LC–MS and CE–MS

Liquid chromatography-mass spectrometry

We develop liquid chromatography-mass spectrometry approaches for protein glycosylation analysis – predominantly at the level of glycopeptide analysis – and apply them for both in-depth glycosylation analysis and glycosylation profiling.

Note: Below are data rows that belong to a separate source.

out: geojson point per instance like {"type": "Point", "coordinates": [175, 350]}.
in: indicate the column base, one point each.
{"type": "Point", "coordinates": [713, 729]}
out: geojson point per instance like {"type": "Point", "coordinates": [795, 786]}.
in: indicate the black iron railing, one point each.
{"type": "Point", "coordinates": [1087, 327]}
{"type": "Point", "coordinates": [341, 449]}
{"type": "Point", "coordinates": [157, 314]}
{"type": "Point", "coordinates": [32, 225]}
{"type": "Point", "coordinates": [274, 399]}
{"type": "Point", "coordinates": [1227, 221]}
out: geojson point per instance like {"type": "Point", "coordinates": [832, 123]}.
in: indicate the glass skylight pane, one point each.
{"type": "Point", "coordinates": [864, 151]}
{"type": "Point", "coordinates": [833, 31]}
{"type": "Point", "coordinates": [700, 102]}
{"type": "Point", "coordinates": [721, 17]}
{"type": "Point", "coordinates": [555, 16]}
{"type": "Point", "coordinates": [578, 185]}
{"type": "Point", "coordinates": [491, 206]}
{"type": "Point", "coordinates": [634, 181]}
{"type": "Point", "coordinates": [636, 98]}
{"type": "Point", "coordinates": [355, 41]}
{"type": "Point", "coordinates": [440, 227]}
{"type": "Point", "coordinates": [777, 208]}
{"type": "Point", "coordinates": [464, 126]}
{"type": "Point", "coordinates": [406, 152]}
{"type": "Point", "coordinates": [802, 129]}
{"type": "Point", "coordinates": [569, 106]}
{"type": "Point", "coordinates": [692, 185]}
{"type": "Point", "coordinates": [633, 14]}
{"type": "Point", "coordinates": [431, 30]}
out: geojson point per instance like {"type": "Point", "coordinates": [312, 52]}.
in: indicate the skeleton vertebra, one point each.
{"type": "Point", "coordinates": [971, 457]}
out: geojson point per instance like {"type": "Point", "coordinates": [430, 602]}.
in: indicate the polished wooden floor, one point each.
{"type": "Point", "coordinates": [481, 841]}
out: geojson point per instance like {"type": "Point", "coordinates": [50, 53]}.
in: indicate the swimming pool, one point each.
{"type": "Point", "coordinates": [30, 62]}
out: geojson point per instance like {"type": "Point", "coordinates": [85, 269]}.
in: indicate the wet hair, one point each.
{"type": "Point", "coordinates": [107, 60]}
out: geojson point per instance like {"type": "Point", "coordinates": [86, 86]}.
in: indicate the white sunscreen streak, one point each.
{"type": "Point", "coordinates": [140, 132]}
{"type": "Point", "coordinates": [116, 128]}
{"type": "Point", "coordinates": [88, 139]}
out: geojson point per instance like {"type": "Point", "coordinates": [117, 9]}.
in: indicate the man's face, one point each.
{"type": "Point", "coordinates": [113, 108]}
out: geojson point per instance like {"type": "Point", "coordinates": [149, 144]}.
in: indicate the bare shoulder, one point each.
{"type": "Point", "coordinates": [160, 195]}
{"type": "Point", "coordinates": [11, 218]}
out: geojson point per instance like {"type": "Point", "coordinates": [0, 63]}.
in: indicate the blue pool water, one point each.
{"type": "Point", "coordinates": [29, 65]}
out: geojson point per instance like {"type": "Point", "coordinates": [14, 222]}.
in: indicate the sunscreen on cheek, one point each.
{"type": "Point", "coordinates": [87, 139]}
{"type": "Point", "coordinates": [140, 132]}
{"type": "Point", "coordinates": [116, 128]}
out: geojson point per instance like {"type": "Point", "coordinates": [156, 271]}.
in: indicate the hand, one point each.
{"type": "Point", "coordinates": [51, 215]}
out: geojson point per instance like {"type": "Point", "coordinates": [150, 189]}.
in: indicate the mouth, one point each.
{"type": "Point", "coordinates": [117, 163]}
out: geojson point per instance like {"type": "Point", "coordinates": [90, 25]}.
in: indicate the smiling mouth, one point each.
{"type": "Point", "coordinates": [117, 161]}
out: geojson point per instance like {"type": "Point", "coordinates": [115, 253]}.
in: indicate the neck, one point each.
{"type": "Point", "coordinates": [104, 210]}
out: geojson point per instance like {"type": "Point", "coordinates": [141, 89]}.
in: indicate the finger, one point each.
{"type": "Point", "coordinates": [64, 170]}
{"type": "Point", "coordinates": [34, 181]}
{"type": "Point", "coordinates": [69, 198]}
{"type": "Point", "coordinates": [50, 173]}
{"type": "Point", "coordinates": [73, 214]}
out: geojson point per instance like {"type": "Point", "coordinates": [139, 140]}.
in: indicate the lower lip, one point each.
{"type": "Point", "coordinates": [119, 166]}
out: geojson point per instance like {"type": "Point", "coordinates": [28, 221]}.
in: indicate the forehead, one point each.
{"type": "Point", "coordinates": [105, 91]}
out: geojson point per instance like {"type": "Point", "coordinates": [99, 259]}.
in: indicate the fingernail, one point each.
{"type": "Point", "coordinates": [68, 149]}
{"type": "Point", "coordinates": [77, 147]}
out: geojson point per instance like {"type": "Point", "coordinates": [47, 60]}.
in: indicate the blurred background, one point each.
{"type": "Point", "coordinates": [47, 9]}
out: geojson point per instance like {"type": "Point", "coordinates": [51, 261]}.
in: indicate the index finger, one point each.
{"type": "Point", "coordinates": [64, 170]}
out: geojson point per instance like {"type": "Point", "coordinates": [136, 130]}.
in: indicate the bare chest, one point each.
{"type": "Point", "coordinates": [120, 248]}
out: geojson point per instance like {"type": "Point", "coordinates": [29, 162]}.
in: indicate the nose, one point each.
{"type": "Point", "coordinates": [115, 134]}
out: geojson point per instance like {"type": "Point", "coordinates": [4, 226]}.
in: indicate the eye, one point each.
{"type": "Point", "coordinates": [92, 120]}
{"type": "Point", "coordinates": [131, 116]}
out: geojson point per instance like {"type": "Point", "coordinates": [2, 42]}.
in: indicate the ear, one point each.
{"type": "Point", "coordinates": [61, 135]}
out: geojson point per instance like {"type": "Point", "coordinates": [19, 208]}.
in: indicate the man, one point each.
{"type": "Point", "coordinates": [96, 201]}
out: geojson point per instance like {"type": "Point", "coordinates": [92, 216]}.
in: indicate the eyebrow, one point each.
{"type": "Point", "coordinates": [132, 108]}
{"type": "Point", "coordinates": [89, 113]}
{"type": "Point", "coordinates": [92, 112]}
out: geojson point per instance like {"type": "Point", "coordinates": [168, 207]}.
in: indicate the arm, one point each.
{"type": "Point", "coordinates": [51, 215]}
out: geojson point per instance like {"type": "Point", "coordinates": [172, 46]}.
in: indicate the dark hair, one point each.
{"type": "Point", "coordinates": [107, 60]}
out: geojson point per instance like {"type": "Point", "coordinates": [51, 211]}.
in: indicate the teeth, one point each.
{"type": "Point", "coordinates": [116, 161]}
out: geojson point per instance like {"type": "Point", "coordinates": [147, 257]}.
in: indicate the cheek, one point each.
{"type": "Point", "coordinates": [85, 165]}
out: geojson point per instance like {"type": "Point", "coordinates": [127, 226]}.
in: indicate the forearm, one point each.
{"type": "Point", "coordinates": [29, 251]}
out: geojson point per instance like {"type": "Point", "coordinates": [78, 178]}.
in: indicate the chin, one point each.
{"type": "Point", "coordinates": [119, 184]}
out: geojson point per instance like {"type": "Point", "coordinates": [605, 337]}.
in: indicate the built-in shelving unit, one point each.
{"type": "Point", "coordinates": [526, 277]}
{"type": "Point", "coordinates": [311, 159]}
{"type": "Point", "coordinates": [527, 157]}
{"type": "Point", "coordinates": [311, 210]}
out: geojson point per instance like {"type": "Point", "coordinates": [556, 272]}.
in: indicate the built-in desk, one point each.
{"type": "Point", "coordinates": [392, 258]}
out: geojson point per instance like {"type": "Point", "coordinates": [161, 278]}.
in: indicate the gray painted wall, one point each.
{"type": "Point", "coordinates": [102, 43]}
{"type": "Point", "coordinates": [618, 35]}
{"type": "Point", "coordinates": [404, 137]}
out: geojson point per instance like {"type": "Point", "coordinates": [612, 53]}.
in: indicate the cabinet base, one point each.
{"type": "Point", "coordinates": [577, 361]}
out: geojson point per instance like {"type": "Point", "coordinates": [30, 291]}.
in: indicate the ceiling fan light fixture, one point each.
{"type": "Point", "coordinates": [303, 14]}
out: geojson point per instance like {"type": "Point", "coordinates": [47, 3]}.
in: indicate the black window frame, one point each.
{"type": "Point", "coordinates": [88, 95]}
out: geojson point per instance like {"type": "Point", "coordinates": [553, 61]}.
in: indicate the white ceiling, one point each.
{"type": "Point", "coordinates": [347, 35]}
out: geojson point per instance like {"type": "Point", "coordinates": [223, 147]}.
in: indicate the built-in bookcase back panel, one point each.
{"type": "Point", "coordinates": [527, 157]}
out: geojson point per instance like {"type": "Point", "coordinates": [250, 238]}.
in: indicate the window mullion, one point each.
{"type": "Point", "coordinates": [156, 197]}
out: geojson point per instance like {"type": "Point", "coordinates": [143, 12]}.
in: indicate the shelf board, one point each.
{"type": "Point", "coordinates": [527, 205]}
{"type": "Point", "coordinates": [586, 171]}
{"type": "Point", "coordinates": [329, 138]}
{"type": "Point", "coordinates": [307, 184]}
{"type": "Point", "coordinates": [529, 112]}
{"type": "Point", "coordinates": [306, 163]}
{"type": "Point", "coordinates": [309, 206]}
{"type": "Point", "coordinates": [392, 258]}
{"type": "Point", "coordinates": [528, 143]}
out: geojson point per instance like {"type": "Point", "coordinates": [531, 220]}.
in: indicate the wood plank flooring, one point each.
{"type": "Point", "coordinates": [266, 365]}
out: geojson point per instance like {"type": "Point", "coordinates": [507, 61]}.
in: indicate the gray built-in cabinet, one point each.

With respect to in-depth characterization, we have recently optimized collisional fragmentation conditions for glycopeptide analysis by ESI-QTOF-MS, in collaboration with Bruker Daltonics and the group of Dr. Daniel Kolarich.1 Likewise, we developed a workflow integrating C18-reverse phase and graphitized carbon LC-MS of glycopeptides for improved coverage of glycosylation sites.2

With respect to glycosylation profiling by LC-MS, we have established streamlined workflows for the glycosylation analysis of immunoglobulins as well as other plasma glycoproteins. The workflows include high-throughput sample preparation, rapid high-sensitivity nano-scale LC-MS detection, and largely automated data processing using our software suite LaCyTools.3,4

Capillary electrophoresis–electrospray ionization-mass spectrometry

Glycosylation, being one of the most heterogeneous post translation modifications, needs sensitive analytical platforms. Capillary electrophoresis (CE) hyphenated to a quadruple time-of-flight mass spectrometer (MS) with electrospray ionization (ESI) is such a platform, especially using a sheathless interface were analytes can be measured down to 0.2 amol when using a dopant enriched nitrogen gas.5 The consumption of minimal sample amounts, compared to other techniques, makes the platform especially attractive for precious samples. Its sensitivity is particularly suited for in-depth characterization on the glycopeptide level.

 

Two recent studies show the relevance of using such a system for the analysis of glycopeptides compared to nanoLC–ESI-MS.5,6 However this set-up is not only used for glyco(proteo)mics,7,8 such as labelled glycans, glycopeptides and glycoprotein analysis, but also for metabolic studies9 or the analysis of other PTMs.10

  1. Hinneburg, H. et al. The art of destruction: Optimizing collision energies in quadropole-time of flight (q-Tof) instruments for glycopeptide-based glycoproteomics. J. Am. Soc. Mass. Spectrom. 27, 507-519 (2016)
  2. Stavenhagen, K., Plomp, R. & Wuhrer, M. Site-Specific Protein N- and O-Glycosylation Analysis by a C18-Porous Graphitized Carbon-Liquid Chromatography-Electrospray Ionization Mass Spectrometry Approach Using Pronase Treated Glycopeptides. Anal. Chem. 87, 11691-11699 (2015).
  3. Falck, D., Jansen, B. C., de Haan, N. & Wuhrer, M. High-throughput analysis of IgG Fc glycopeptides by LC-MS. Methods Mol. Biol. 1503, 31-47 (2017)
  4. Jansen, B. C. et al. LaCyTools: A Targeted Liquid Chromatography-Mass Spectrometry Data Processing Package for Relative Quantitation of Glycopeptides. J. Proteome Res. 15, 2198-2210 (2016).
  5. Kammeijer, G. S. M. et al. Dopant Enriched Nitrogen Gas Combined with Sheathless Capillary Electrophoresis–Electrospray Ionization-Mass Spectrometry for Improved Sensitivity and Repeatability in Glycopeptide Analysis. Anal. Chem. 88, 5849-5856 (2016).
  6. Heemskerk, A. A. et al. Ultra-Low Flow Electrospray Ionization-Mass Spectrometry for Improved Ionization Efficiency in Phosphoproteomics. Anal. Chem. 84 (10), 4552–4559 (2012).
  7. Kammeijer, G. S. M. et al. Sialic acid linkage Analysis of Glycopeptides using CE-ESI-MS(/MS). Sci. Rep. 7, 3733 (2017).
  8. Heemskerk, A. A. et al. Coupling porous sheathless interface MS with transient-ITP in neutral capillaries for improved sensitivity in glycopeptide analysis. Electrophoresis 34, 383-387 (2013).
  9. Ramautar, R. et al. Enhancing the Coverage of the Urinary Metabolome by Sheathless Capillary Electrophoresis-Mass Spectrometry. Anal. Chem. 84 (2), 885–892 (2012).
  10. Huhn, C. et al. Relevance and use of capillary coatings in capillary electrophoresis–mass spectrometry. Anal. Bioanal. Chem. 396(1), 297-314 (2010).